New York has much better fireworks, I'm sure, although up till then I had only ever seen backyard fireworks that you had to go across the city limits to buy: they were illegal in Sioux Falls but not in Minnehaha Country. Everyone's family only ever bought the safest assortment: Roman candles, snakes, sparklers & maybe one cone with a little pizzazz.
In 2007, my birthday fell on the Chinese New Year, and for once, fireworks were legally allowed to be set off in Chinatown. What a thrill to walk just a few blocks and get both fireworks and birthday at one & the same time.
Fireworks are like birthdays. You grab ‘em as they go by—or you don’t—and if you miss them, that’s it, the carousel doesn’t wallop you around again anytime soon. Look up! Look up, they’re bright, surprising, free, and like my niece said (when she was 3, about pink), they “mean nothing.” They mean nothing the way lenticular clouds, or a poem in a bus, or spaghetti with oil and garlic mean nothing—that is, they mean as much as they need to. Hating birthdays is like hating fireworks is like hating all the little joys that give life beauty & mystery.
Fireworks were invented in China, no later than the 7th century, and China is still the largest manufacturer and exporter in the world. Fireworks use noise, light, smoke, and floating materials (such as confetti) to get their effects. They may burn with flames and sparks of many colors.

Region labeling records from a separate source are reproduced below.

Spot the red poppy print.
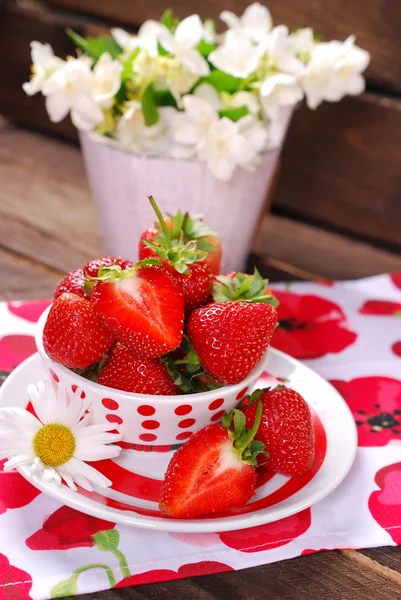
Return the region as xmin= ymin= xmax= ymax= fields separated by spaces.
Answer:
xmin=115 ymin=560 xmax=234 ymax=588
xmin=0 ymin=461 xmax=40 ymax=515
xmin=0 ymin=334 xmax=36 ymax=372
xmin=369 ymin=463 xmax=401 ymax=545
xmin=359 ymin=300 xmax=401 ymax=317
xmin=7 ymin=300 xmax=51 ymax=323
xmin=219 ymin=508 xmax=311 ymax=552
xmin=390 ymin=271 xmax=401 ymax=290
xmin=391 ymin=341 xmax=401 ymax=357
xmin=272 ymin=290 xmax=357 ymax=359
xmin=0 ymin=554 xmax=32 ymax=600
xmin=331 ymin=377 xmax=401 ymax=446
xmin=26 ymin=506 xmax=115 ymax=550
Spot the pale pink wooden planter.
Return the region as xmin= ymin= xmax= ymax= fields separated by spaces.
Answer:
xmin=81 ymin=115 xmax=290 ymax=273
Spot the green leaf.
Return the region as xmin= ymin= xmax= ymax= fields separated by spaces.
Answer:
xmin=142 ymin=83 xmax=159 ymax=127
xmin=233 ymin=408 xmax=246 ymax=438
xmin=86 ymin=35 xmax=123 ymax=58
xmin=153 ymin=90 xmax=177 ymax=108
xmin=65 ymin=28 xmax=122 ymax=60
xmin=201 ymin=69 xmax=244 ymax=94
xmin=121 ymin=48 xmax=140 ymax=81
xmin=50 ymin=575 xmax=78 ymax=598
xmin=92 ymin=529 xmax=120 ymax=552
xmin=219 ymin=106 xmax=249 ymax=121
xmin=196 ymin=40 xmax=217 ymax=58
xmin=160 ymin=8 xmax=180 ymax=31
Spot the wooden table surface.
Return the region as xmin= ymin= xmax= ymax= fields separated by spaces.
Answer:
xmin=0 ymin=123 xmax=401 ymax=600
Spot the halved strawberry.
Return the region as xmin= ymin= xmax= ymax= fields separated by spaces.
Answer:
xmin=91 ymin=263 xmax=184 ymax=358
xmin=97 ymin=342 xmax=180 ymax=396
xmin=53 ymin=269 xmax=89 ymax=300
xmin=162 ymin=261 xmax=213 ymax=315
xmin=159 ymin=405 xmax=264 ymax=519
xmin=83 ymin=256 xmax=133 ymax=277
xmin=241 ymin=385 xmax=315 ymax=475
xmin=138 ymin=204 xmax=222 ymax=275
xmin=187 ymin=302 xmax=277 ymax=384
xmin=212 ymin=267 xmax=278 ymax=306
xmin=43 ymin=293 xmax=114 ymax=369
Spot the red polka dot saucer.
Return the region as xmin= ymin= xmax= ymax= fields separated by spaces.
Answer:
xmin=0 ymin=349 xmax=357 ymax=533
xmin=35 ymin=309 xmax=267 ymax=451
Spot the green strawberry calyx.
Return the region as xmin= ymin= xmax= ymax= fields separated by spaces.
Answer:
xmin=85 ymin=258 xmax=161 ymax=289
xmin=212 ymin=267 xmax=278 ymax=307
xmin=221 ymin=401 xmax=269 ymax=469
xmin=161 ymin=335 xmax=222 ymax=394
xmin=155 ymin=210 xmax=217 ymax=252
xmin=144 ymin=196 xmax=208 ymax=274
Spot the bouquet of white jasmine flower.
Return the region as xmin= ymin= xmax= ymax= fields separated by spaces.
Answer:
xmin=24 ymin=3 xmax=369 ymax=180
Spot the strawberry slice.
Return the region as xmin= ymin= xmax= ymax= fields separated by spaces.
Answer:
xmin=97 ymin=343 xmax=180 ymax=396
xmin=159 ymin=404 xmax=264 ymax=519
xmin=187 ymin=302 xmax=277 ymax=384
xmin=43 ymin=293 xmax=114 ymax=369
xmin=91 ymin=263 xmax=184 ymax=358
xmin=53 ymin=269 xmax=89 ymax=300
xmin=241 ymin=385 xmax=315 ymax=476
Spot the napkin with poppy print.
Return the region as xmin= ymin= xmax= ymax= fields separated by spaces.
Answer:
xmin=0 ymin=273 xmax=401 ymax=600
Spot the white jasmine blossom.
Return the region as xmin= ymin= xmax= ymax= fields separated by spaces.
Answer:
xmin=300 ymin=36 xmax=370 ymax=109
xmin=209 ymin=30 xmax=259 ymax=79
xmin=220 ymin=2 xmax=273 ymax=42
xmin=0 ymin=379 xmax=121 ymax=491
xmin=198 ymin=117 xmax=256 ymax=181
xmin=22 ymin=42 xmax=65 ymax=96
xmin=237 ymin=115 xmax=268 ymax=154
xmin=159 ymin=15 xmax=210 ymax=77
xmin=221 ymin=91 xmax=261 ymax=115
xmin=42 ymin=59 xmax=104 ymax=131
xmin=92 ymin=52 xmax=123 ymax=108
xmin=23 ymin=2 xmax=369 ymax=180
xmin=203 ymin=19 xmax=216 ymax=44
xmin=260 ymin=73 xmax=303 ymax=119
xmin=288 ymin=27 xmax=316 ymax=63
xmin=116 ymin=100 xmax=166 ymax=154
xmin=111 ymin=19 xmax=163 ymax=56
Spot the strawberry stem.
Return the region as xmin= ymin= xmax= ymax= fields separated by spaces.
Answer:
xmin=148 ymin=196 xmax=172 ymax=250
xmin=236 ymin=401 xmax=263 ymax=456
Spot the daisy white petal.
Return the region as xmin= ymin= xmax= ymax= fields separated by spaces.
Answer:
xmin=0 ymin=379 xmax=121 ymax=489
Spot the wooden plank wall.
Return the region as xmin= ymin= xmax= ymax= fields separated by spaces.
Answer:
xmin=0 ymin=0 xmax=401 ymax=253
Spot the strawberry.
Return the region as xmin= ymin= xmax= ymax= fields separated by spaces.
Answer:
xmin=91 ymin=263 xmax=184 ymax=358
xmin=138 ymin=204 xmax=222 ymax=275
xmin=97 ymin=342 xmax=179 ymax=396
xmin=53 ymin=269 xmax=88 ymax=300
xmin=187 ymin=302 xmax=277 ymax=384
xmin=83 ymin=256 xmax=133 ymax=277
xmin=43 ymin=292 xmax=114 ymax=369
xmin=212 ymin=267 xmax=278 ymax=306
xmin=159 ymin=404 xmax=264 ymax=519
xmin=146 ymin=196 xmax=213 ymax=314
xmin=241 ymin=385 xmax=315 ymax=475
xmin=162 ymin=261 xmax=213 ymax=314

On the Bicentennial, in 1976, I was hitchhiking home to Maine, and all across Pennsylvania on the highway saw red, white, and blue skies from every distant little town.
Philip Butler, who married into the Grucci family, said in the National Geographic that after 30 years in the fireworks business the closest he could come to explaining the appeal of fireworks is that we humans have a primal attraction to fire. “If you go on a camping trip you must have a campfire and you are mesmerized by it,” he said. “That is the same attraction we put in the sky with colors and it does the same thing. During the show people are mesmerized.”
Maybe 20 years ago, my friend Maggie & I were bike-riding in lower Manhattan. I remember asking the cops why the FDR Drive was blocked to traffic. The Gruccis were commemorating some event but no one was sure what, just that it wasn’t the Brooklyn Bridge centennial or quasquicentennial. In any event, we had a front-row view from the drive along with a handful of other people. The most beautiful and memorable effect I ever saw was their spangled waterfall pouring down from the Bridge.